坐進車裏時,他隨手開了空調,又拿出瓶水遞給蘇羽瞳。
舉了半天沒有人接。轉頭一看,見她直勾勾盯着車窗外某處,不知道在想什麼。
“在看什麼?”秦川問了一句,卻沒有得到答案。
她依舊直勾勾盯着那裏,彷彿忽視掉周遭的一切。
他不由皺眉,然後順着她的視線瞧過去,並沒有發現什麼特殊的東西。
正要再問,蘇羽瞳卻突然開口:“那個遊戲,你玩兒過沒有?”
“什麼?”秦川被問的不明所以,再次往窗外看去,這才發現蘇羽瞳目光注視的地方,有一個不太起眼的廣告燈箱。上面是一款養成類的遊戲廣告,類似於花園農場那種。燈箱裏海報的顏色有些發舊,明顯有一段時間了。
秦川想了想,忽然笑了出來:“你想玩兒那個?那遊戲不新鮮了。”
“是的,很久之前就有了。”蘇羽瞳終於從那上面收回視線,面色卻有些怪異,“大半年之前,就是蘇暢出國的前一天晚上,他忽然申請了一個賬號。”
秦川臉上的笑容漸漸消失。
蘇羽瞳像是陷入了某種回憶,繼續道:“他還跟我說,這個遊戲很有意思。
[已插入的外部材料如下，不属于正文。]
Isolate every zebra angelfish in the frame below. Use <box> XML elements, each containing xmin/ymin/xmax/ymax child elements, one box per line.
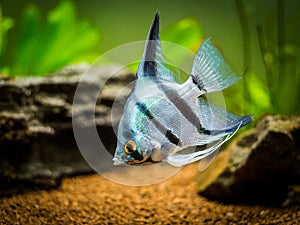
<box><xmin>113</xmin><ymin>13</ymin><xmax>252</xmax><ymax>167</ymax></box>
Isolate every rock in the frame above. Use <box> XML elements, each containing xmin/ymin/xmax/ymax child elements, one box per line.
<box><xmin>0</xmin><ymin>65</ymin><xmax>134</xmax><ymax>193</ymax></box>
<box><xmin>197</xmin><ymin>115</ymin><xmax>300</xmax><ymax>206</ymax></box>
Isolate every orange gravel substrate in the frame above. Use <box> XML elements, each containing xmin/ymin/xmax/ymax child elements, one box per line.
<box><xmin>0</xmin><ymin>164</ymin><xmax>300</xmax><ymax>225</ymax></box>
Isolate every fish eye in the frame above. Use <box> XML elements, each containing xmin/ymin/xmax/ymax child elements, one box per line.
<box><xmin>124</xmin><ymin>140</ymin><xmax>136</xmax><ymax>154</ymax></box>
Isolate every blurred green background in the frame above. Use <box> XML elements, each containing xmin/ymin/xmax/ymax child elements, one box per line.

他去了非洲后可能不太方便玩兒,讓我每天進去逛逛。我一開始還每天進去,可後來……後來我聽說他出事了,就再也沒心情理會了。甚至忘了這件事。”
秦川感覺到自己的心跳有些紊亂,“瞳瞳……你想說什麼?”
“不是我想說什麼。”蘇羽瞳眯了眯眼睛,邊說著,邊拿出手機飛快地點開頁面下載了這款遊戲,“秦川,你記得么,你曾經說過。你說我哥哥是個絕頂聰明的人。他從來不玩兒這種無聊的小遊戲,所以,那時候他突然弄了這麼個東西,是不是有什麼特殊意義。”
“瞳瞳……”秦川咬了咬牙,“不管有什麼特殊意義,都不重要了。”
蘇羽瞳對他的話卻並不理會,只低頭繼續操作自己的。
軟件很快安裝完畢。
時間太久,她賬號密碼記得不太清楚。連續試驗了幾次才正確。
登陸成功后,頁面刷新了兩秒。
然後,她看着那一塊塊土地上剛剛冒出的種子幼苗,顫抖着身體,潸然淚下。